An intervention so arduous it has had rare precedents in the world; "and nobody", Viggiani says, "in delicate conditions like that of Pisa": in China, to save a tower of 1559; in Mexico City, after the earthquake, for the Cathedral. But it was indeed not to be ignored. The first yelding of the alluvial ground, founded in 1173 (perhaps by Bonanno Pisano), after only 12 years, while it was still being built: when it was only at the third story of seven, the Tower began to lean; the work was again suspended in 1284: already 90 centimeters of lean; a meter and 43 centimeters in 1350, when it was finished by Tomasso Pisano.

But in this century, as water was "sucked" from the stratum by perforations and drilling, the inclination grew year by year; a graph makes the hazard obvious: terrible remedial work about 1935, and again between 1970 and 1975; sometimes, human improvidence is even worse than the war: three cannon rounds were aimed at the Tower in 1943; a great deal worse happened to the Cemetery, destroyed by a fire in the night of July 27 1944.
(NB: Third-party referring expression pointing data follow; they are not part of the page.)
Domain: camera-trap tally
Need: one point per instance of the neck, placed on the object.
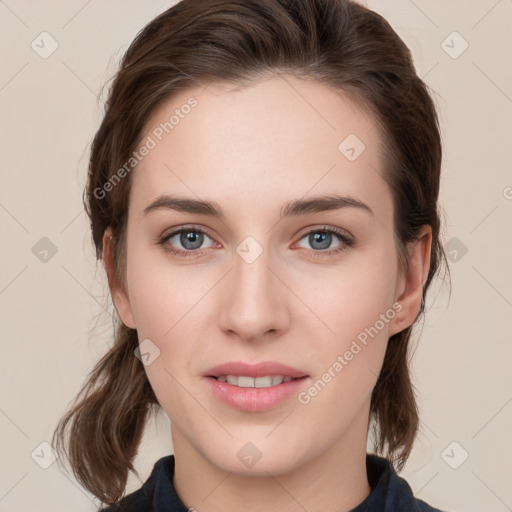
(333, 481)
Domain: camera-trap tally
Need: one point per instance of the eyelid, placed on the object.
(346, 238)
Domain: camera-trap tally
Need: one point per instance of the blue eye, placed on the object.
(191, 239)
(321, 239)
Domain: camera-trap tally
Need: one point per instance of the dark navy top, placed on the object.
(389, 492)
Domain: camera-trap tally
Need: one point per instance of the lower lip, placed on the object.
(255, 399)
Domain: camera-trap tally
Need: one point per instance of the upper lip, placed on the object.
(255, 370)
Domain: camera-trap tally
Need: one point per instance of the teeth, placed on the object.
(244, 381)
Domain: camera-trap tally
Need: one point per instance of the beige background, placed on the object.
(54, 327)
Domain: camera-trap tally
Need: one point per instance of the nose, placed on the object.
(253, 301)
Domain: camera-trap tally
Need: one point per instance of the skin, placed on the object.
(252, 150)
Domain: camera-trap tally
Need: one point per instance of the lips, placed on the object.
(263, 369)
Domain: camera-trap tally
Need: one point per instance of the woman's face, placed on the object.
(267, 281)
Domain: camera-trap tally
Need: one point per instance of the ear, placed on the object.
(119, 295)
(410, 286)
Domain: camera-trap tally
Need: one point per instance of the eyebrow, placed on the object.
(297, 207)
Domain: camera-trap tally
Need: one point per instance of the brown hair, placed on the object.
(335, 42)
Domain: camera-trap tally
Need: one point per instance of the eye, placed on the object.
(321, 239)
(190, 239)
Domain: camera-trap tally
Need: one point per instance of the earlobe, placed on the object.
(413, 281)
(117, 290)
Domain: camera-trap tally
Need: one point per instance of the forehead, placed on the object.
(278, 136)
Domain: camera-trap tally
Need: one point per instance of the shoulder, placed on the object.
(390, 492)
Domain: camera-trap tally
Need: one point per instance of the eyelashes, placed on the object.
(346, 241)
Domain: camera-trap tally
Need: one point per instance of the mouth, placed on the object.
(246, 381)
(255, 387)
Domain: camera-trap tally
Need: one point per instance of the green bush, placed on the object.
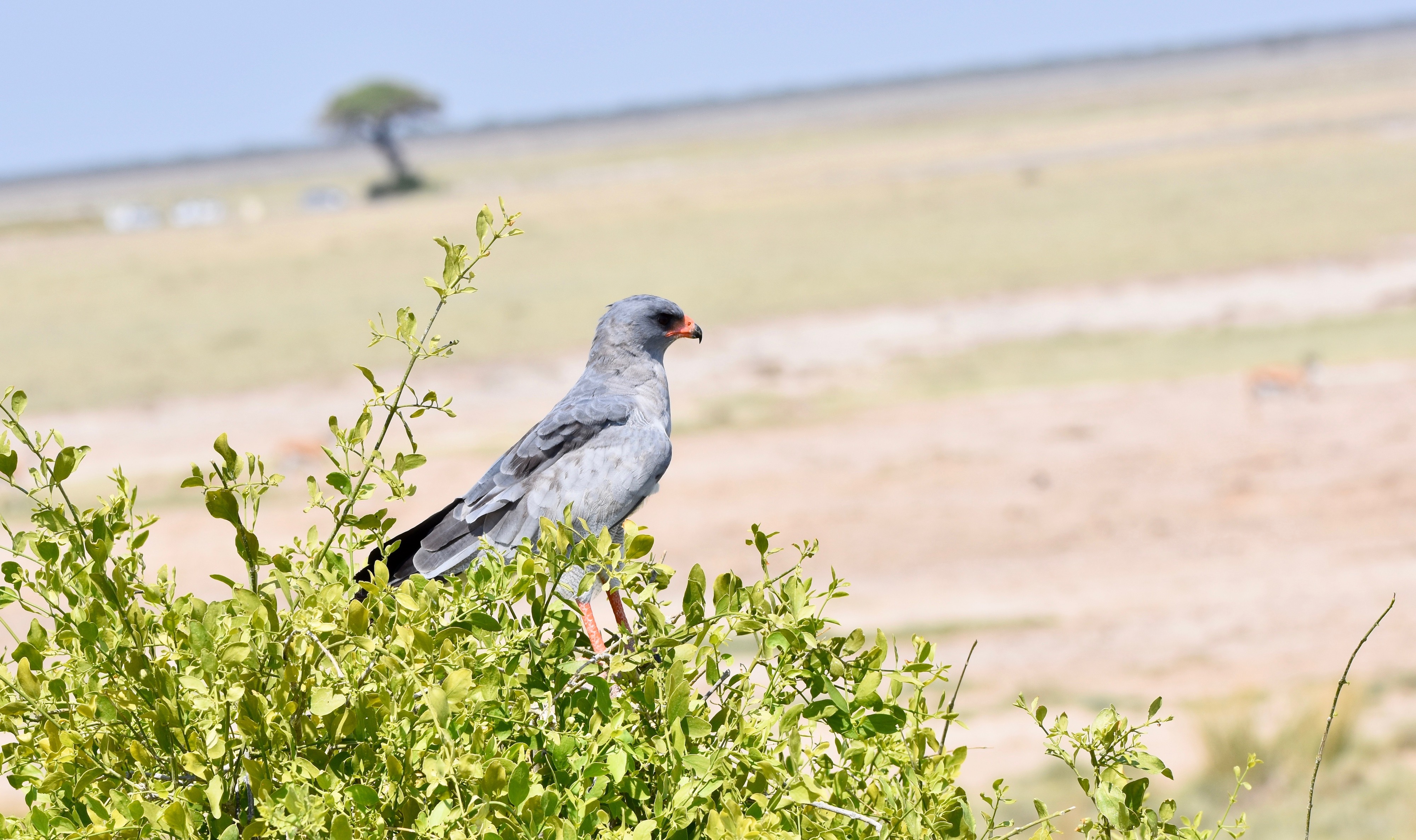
(472, 706)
"At the conclusion of the work, to the naked eye, there will not be any perceived difference", explains Jamiolkowski. It will seem the same leaning Tower as always: a cylinder built in white marble, with a helical staircase on the inside, 60 meters tall and a diameter of 20 at the base; some elements replaced, here and there, as a matter of restoration; stirrups that anchor structurally; numerous repairs of the degraded marbles, some water stains. But, in the end, it will finally be secured, thanks to an oblique perforation that removes earth under its base: an enterprise so difficult, that those who decided on it are recognized for their courage. "A virtue that many concerned with science, don't get to practise", concludes Viggiani. For those 13, the calculations were common, even boring, with iron clad certainty: that it was owed; that it was possible; that it had to succeed. Bravo.